Verhandlung am Oberverwaltungsgericht
Teilerfolg für die Bahn vor Gericht: Personal musste Übergänge sichern

Münster -

Der langfristige Ausfall der Ampelsteuerung an Bahnübergängen auf der Strecke Münster-Bielefeld beschäftigte am Montag das Oberverwaltungsgericht. Die Richter gaben teilweise der Bahn recht, die von der Stadt Münster und vom Landesbetrieb Straßen NRW für die Personalkosten zurückfordert.

Montag, 25.06.2018, 21:00 Uhr
  Mitarbeiter der Bahn sicherten den Übergang an der Mondstraße. Die Kosten dafür will die Bahn nicht tragen – und bekam vor dem OVG teilweise Recht.
  Mitarbeiter der Bahn sicherten den Übergang an der Mondstraße. Die Kosten dafür will die Bahn nicht tragen – und bekam vor dem OVG teilweise Recht.
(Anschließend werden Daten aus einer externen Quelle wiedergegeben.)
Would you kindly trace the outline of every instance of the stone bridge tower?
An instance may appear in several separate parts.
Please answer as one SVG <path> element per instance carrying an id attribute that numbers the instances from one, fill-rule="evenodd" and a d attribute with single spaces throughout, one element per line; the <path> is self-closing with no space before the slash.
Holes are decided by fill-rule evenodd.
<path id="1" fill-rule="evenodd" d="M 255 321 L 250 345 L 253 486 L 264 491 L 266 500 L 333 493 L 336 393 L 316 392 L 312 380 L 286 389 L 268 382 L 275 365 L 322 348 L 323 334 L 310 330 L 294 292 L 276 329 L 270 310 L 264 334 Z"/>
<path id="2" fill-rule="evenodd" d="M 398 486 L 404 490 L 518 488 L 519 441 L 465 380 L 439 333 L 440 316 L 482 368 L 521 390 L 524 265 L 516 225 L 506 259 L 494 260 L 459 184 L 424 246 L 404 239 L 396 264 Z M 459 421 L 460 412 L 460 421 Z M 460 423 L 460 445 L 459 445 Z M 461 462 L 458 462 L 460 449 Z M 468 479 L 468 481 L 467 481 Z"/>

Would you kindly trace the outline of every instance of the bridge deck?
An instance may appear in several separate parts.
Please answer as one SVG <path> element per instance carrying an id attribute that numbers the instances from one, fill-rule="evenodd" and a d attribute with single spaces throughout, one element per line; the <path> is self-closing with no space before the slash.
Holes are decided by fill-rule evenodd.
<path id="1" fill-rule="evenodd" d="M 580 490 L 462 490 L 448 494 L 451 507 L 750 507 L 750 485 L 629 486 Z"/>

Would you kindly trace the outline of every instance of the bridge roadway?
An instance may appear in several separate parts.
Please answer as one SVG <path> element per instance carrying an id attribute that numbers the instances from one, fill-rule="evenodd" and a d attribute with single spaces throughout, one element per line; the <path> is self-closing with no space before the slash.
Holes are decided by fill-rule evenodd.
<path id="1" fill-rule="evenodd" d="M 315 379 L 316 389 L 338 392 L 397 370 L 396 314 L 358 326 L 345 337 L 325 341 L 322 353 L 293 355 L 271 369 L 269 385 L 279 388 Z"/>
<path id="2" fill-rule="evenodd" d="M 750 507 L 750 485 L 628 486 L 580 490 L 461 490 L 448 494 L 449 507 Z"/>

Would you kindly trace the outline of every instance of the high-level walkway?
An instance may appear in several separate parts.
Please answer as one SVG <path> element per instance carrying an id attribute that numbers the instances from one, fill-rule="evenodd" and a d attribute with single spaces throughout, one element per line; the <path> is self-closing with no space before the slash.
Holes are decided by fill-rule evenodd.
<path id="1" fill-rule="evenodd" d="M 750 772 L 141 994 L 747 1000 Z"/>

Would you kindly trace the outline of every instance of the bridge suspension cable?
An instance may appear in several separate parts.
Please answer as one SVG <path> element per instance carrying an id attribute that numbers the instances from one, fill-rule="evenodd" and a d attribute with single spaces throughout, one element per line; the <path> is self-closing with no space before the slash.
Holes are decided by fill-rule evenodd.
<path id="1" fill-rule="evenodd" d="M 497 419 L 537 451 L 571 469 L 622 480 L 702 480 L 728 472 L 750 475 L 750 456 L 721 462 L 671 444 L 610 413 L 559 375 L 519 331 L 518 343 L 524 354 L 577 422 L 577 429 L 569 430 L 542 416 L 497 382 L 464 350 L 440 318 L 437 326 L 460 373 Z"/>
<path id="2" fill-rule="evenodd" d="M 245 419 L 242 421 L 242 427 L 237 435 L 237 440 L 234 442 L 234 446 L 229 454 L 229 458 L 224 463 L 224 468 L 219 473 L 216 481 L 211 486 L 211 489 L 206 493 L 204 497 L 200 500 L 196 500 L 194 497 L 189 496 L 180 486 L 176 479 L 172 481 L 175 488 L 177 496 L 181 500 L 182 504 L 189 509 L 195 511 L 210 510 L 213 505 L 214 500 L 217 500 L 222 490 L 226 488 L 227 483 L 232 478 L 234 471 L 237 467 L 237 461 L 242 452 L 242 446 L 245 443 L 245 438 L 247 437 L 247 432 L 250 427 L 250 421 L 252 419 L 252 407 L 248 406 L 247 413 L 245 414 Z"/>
Foto: Oliver Werner

Der Vorsitzende Richter am Oberverwaltungsgericht (OVG) in Münster ist Pendler auf der Bahnstrecke zwischen Münster und Bielefeld – und in den Jahren 2011 bis 2014 hatte er viel Gelegenheit, sich beim Blick aus dem Zugfenster zu wundern, wie er am Montagmorgen erzählte. Mitarbeiter der Bahn sicherten in Münster am Alten Mühlenweg und an der Mondstraße mit Flatterbändern die Übergänge, auf der Warendorfer Straße staute sich meist erheblich der Verkehr.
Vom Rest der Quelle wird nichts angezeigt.